Today, MLA Ronna-Rae Leonard spoke about Hydroelectric rates in the Legislature. You can read the transcript below, or watch the video here.

 I’m just not sure why the member opposite would like to draw attention to his previous government’s record, which has shown a distinct lack of interest in keeping energy rates low for B.C. families.

In fact, I think we need to have a hard look at what the previous government did to drive rates up for B.C. families. Hydro rates have increased 87 percent since 2001, most of that happening since 2008. Let’s compare that 87 percent increase to the rate of inflation in B.C. over that time — 26½ percent. That means our hydro rates have increased 3.3 times the rate of inflation. That doesn’t sound like a dedication to keeping hydro rates low.

[11:10 a.m.]

How did we get to this place of such escalating energy costs? First, let’s have a look at the Liberals’ 2002 energy strategy. That’s where the previous government mandated B.C. Hydro to buy, not produce, its own energy, giving rise to independent power producers.

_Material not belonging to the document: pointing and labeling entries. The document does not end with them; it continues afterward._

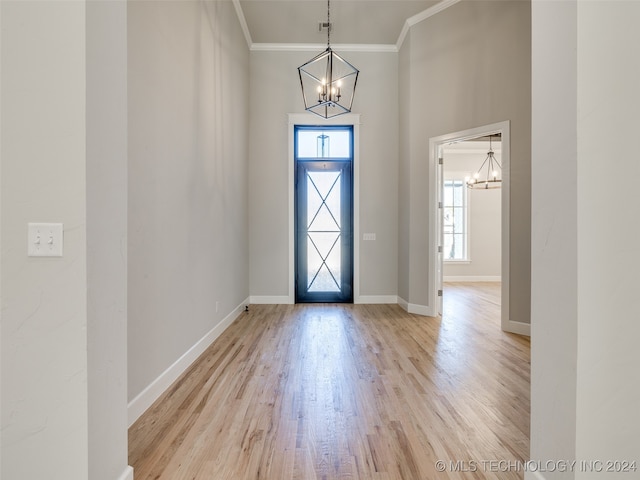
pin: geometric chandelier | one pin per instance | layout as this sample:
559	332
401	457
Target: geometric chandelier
488	175
328	81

The most popular production was still a form of hydroelectric power. But let’s be clear. Privatization did not drive costs down for British Columbian energy consumers. The whole scheme has been characterized by the privatization of profits, leaving the public body, B.C. Hydro and the B.C. public with all the financial risks.

Diversification, consideration of other energy sources and conservation are smart things to do. But any wisdom is lost in the muddy waters of the previous government’s poor processes.

B.C. Hydro’s forced commitment to IPP contracts are 40 to 60 years long, indexed to protect against inflation, and currently IPPs’ energy costs are coming in at $88.90 per megawatt hour, on average, while B.C. Hydro’s legacy of hydroelectric assets cost a mere $7.14 per megawatt hour. B.C. families have been experiencing energy rate hikes thanks to these contracts, which represent only 22 percent of the energy and production in B.C. but are a full 75 percent of our energy costs.

The previous government also proved that at the heart of their decisions were political interests, rather than the best interests of British Columbians who rely on B.C. Hydro for their energy needs. The B.C. Utilities Commission is an independent body that was set up by W.A.C. Bennett to make sure the monopoly of B.C. Hydro served the best interests of British Columbians.

The British Columbia government that is now sitting on that side of the room ran roughshod over the safeguards of the BCUC, first with the directives of its clean energy and self-sufficiency plans and later, as it avoided criticism and controversy, by simply exempting billions of dollars of B.C. Hydro projects from review, starting with the billion-dollar smart-meter rollout, not to mention the northwest transmission line, the ten-year rate plan, which started in 2013, to raise the rates by 28 percent over the first five years and, of course, Site C.

British Columbians are paying the price of the decisions of the previous government, who demonstrated no regard for whatever consequences might fall out of their unreviewed decisions. It’s a fools’ game to leave the expertise and independent eye of the BCUC out of any equation to determine what works to keep energy affordable for British Columbia. British Columbians deserve better than to have a government that rolls the dice at our expense. The previous government did that, but this government won’t be so irresponsible.